Ancona Ducks

Ancona Duck

The Ancona duck is a large dual-purpose duck breed that’s beautiful, friendly, excellent at foraging, and, unfortunately, critically endangered. The latest ALBC survey indicates that there are less than 200 breeding birds in the U.S, a sad number for such an amazing breed.

Anconas originated in England in the 20th century. They were bred for the express purpose of being a homesteading duck for people who wanted a few family ducks for eggs and meat.

They’re always pied, like pinto horses and Holstein cattle, with random color patches that are usually either black, buff blue, chocolate, lilac, silver, or lavender, with black and white being the most common.

Their feet are orange and bills are yellow, and often covered in spots and dark patches.

They’re similar to the Magpie duck, although stockier.

Ancona drake in snow

They are excellent layers, producing 210-280 large blue, green, gray, cream, or white eggs a year.

They’re not the best broody ducks, but they do sometimes go broody, and when they do, they’re usually decent mothers.

Anconas make good meat birds, as they grow fast and have meat that isn’t as fatty as Pekin meat.

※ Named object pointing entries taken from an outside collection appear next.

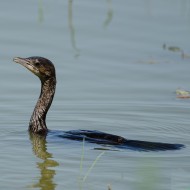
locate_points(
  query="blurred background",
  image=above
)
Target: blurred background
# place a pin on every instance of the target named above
(118, 64)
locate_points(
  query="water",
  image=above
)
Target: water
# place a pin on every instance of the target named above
(113, 75)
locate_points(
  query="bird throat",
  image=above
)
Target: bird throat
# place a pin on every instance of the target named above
(38, 119)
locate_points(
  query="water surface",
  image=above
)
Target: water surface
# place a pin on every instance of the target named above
(116, 73)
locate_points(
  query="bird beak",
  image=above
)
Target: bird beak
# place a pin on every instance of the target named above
(26, 62)
(23, 61)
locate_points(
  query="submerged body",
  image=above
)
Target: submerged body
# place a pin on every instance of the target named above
(45, 70)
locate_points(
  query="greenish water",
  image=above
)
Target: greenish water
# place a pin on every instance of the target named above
(118, 65)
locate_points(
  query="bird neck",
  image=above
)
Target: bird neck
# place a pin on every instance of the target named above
(38, 119)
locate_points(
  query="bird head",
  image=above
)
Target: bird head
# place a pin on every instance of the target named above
(41, 67)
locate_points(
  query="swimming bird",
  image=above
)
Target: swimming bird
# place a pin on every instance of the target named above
(45, 70)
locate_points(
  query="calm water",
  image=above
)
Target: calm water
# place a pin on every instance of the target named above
(113, 75)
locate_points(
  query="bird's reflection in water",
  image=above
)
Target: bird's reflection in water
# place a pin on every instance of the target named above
(46, 165)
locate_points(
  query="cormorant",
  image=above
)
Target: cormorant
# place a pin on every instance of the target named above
(45, 70)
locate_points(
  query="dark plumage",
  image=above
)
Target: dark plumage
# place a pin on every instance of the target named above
(45, 70)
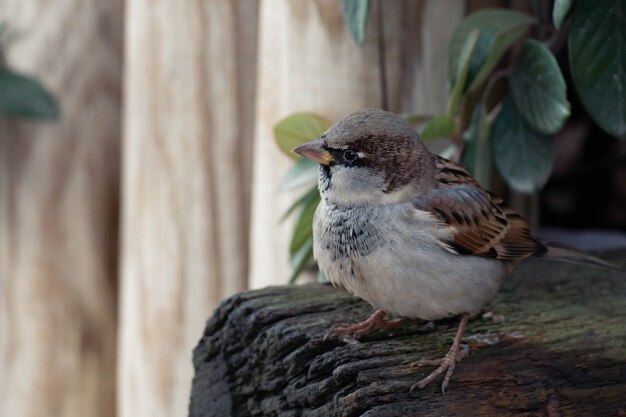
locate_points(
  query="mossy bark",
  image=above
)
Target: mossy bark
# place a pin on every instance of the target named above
(561, 351)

Ancona ducks weigh approximately 5 (2.3 kg) to 7 (3.2 kg) pounds, with drakes generally weighing slightly more.

An excellent video that’s an overview of the Ancona breed (although it covers pretty much the same points I cover here):

They are considered to be one of the friendliest breeds of ducks, and they’re also usually quite calm, don’t wander far from home, and are very hardy and disease-resistant. Moreover, they’re excellent foragers.

Their flying ability is poor and their normal lifespan is approximately ten years.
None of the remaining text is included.